Further, despite recent innovations, challenges with systems crosstalk is a major CDSS limitation; interoperability among diverse data sources and populations is further reduced by local, regional, and national privacy laws that govern such communication.57,58 Cloud-based systems offer an exciting alternative to ensure generalizability and transportability; however, these systems must comply with applicable privacy and data security laws.57

Fifth, while mobile and wearable devices offer exciting avenues for data sharing, patient engagement, and quality improvement, such innovative solutions are limited to those who have access to digital devices, including android/apple smartphones, tablets, wearable technology (eg, smartwatch). Wearable technology privacy issues may pose additional barriers to efficient patient engagement and data sharing.

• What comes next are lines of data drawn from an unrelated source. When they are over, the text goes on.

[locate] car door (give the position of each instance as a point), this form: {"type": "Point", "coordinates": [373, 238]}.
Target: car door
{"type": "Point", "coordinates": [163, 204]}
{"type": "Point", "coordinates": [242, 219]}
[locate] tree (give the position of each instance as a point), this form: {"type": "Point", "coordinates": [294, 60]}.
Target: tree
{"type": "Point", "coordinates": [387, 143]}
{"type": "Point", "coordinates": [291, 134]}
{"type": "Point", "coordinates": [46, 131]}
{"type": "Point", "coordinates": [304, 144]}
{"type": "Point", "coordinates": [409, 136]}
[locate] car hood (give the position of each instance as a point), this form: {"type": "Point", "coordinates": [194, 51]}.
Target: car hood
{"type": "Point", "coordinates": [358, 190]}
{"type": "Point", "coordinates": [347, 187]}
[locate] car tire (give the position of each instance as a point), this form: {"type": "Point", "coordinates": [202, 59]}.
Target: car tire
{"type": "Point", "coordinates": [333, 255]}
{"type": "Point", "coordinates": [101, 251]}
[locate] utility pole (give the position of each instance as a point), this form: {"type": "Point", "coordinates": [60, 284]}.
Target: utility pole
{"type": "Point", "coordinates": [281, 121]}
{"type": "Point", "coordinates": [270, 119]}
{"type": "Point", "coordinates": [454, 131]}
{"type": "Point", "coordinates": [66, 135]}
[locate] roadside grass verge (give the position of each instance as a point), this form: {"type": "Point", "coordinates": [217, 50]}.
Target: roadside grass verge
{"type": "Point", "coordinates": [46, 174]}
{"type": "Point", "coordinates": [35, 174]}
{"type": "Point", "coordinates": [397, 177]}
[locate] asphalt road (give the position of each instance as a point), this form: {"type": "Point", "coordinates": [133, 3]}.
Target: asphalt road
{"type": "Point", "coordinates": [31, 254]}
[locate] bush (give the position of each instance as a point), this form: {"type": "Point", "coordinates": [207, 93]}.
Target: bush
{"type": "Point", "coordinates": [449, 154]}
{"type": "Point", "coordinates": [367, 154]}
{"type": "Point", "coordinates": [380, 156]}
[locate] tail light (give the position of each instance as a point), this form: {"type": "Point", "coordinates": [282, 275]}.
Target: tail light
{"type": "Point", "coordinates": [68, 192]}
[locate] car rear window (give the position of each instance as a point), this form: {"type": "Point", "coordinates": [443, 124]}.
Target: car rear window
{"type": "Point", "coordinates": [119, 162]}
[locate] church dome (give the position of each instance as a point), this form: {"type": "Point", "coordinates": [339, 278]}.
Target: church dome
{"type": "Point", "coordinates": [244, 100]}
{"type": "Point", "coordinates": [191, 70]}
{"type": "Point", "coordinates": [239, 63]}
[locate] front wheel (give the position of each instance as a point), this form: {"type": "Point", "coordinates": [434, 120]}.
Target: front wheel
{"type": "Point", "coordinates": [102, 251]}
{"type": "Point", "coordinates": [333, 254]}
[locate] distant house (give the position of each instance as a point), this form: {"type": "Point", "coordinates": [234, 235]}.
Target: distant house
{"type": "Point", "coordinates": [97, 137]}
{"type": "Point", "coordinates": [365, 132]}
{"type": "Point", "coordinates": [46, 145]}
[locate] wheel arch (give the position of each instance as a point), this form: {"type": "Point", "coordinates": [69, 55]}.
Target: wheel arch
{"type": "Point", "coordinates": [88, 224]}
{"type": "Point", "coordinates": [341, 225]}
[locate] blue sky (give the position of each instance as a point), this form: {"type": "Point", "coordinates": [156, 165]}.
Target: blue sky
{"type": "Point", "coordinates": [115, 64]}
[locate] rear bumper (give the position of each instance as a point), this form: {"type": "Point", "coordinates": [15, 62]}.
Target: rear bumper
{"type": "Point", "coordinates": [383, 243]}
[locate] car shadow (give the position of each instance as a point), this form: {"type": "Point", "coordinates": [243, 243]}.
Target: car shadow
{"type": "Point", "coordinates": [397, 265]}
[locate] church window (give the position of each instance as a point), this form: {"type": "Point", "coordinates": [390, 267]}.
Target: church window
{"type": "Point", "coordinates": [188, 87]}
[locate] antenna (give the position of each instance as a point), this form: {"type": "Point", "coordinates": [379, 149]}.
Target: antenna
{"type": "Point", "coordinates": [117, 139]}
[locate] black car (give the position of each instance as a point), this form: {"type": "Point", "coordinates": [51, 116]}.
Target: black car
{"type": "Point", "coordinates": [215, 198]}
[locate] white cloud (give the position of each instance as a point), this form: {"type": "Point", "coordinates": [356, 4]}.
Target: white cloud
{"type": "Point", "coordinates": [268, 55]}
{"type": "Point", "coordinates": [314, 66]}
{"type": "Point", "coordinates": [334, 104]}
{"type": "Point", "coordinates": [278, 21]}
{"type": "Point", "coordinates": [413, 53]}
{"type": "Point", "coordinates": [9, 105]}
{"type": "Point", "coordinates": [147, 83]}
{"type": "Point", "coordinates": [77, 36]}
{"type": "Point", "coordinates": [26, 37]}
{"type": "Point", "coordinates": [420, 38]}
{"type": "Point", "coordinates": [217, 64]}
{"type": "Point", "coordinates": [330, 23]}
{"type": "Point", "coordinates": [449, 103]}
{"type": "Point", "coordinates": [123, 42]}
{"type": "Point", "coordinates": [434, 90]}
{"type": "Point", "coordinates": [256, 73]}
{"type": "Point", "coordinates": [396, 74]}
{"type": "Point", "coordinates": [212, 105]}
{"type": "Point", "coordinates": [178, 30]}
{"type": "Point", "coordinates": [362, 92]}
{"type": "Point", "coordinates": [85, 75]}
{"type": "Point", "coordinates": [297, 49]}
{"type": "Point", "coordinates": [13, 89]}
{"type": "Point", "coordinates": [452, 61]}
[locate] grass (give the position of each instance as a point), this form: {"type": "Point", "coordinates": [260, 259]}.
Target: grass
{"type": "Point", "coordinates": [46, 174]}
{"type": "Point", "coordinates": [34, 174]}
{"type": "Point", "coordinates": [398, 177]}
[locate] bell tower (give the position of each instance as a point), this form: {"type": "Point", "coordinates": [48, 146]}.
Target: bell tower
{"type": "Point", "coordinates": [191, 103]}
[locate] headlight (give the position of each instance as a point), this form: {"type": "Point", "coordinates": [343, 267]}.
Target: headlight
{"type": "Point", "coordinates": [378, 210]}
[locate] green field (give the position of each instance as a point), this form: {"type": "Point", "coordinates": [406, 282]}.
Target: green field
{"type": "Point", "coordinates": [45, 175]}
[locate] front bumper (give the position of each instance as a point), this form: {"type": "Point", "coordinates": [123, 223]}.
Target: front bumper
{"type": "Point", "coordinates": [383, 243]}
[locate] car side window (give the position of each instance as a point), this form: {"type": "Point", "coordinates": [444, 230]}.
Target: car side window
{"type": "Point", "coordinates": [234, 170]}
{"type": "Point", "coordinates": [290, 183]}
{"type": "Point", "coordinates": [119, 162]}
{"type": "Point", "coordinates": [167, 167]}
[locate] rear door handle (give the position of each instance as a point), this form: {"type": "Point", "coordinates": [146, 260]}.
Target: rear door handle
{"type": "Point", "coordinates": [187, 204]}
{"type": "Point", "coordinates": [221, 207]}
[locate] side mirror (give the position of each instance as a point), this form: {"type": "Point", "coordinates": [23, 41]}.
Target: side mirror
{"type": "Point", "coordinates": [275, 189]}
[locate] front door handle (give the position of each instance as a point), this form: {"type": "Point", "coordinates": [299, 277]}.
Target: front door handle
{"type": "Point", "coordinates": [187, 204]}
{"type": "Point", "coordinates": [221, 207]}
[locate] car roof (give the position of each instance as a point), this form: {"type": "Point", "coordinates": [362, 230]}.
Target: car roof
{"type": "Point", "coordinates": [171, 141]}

Despite these limitations, wide use and application of big data using novel tools offers exciting and often untapped avenues for evidence-based cardiovascular care management on a population level, including clinical risk reduction and quality improvement, development and implementation of targeted medical interventions, and improved overall patient satisfaction.

CONCLUSION

Health care is at a critical and exciting juncture, an inflection point, where big data applications and tools have tremendous potential to optimize point of care management, enhance cardiovascular healthcare quality and performance, and improve outcomes across large populations. Successful achievement of the goals and objectives discussed above will require a multilayered, multidisciplinary effort to ensure continued advancement of big data by investing in big data platforms, harnessing technology to create software applications focusing on optimizing population health management, developing digital solutions to inform clinical and policy decisions, and optimizing public- and patient-engagement strategies.

KEY POINTS

  • Existing practices for lowering downstream risk and cost of care are suboptimal for patients with cardiovascular disease (CVD), particularly those at high risk. Massive gaps in evidence-based care at the national, organizational, practice, and provider level can be attributed to variation in provider attitudes, lack of incentives for positive change and care standardization, and observed uncertainty in clinical decision making.
  • Guided by the learning healthcare system model, big data analytics and digital application tools and platforms offer unique opportunities for value-based healthcare delivery and efficient cardiovascular population management.
  • Big data frameworks for real-world CVD population health management must include development of (1) a big data platform; (2) digital tools, such as patient care/population health dashboards and clinical decision support systems (CDSS); (3) direct patient engagement applications, such as mobile and wearable applications/devices; (4) key performance indicator tools, including creating novel digital visualization techniques, and (5) a robust implementation framework that leverages the existing informatics infrastructure for systematic data harmonization and knowledge synthesis.
  • Successful implementation of big data solutions for cardiovascular population health management requires a multidisciplinary approach, including investment in big data platforms, harnessing technology to create novel digital applications, developing digital solutions that can inform the actions of clinical and policy decision makers and relevant stakeholders, and optimizing engagement strategies with the public and information-empowered patients.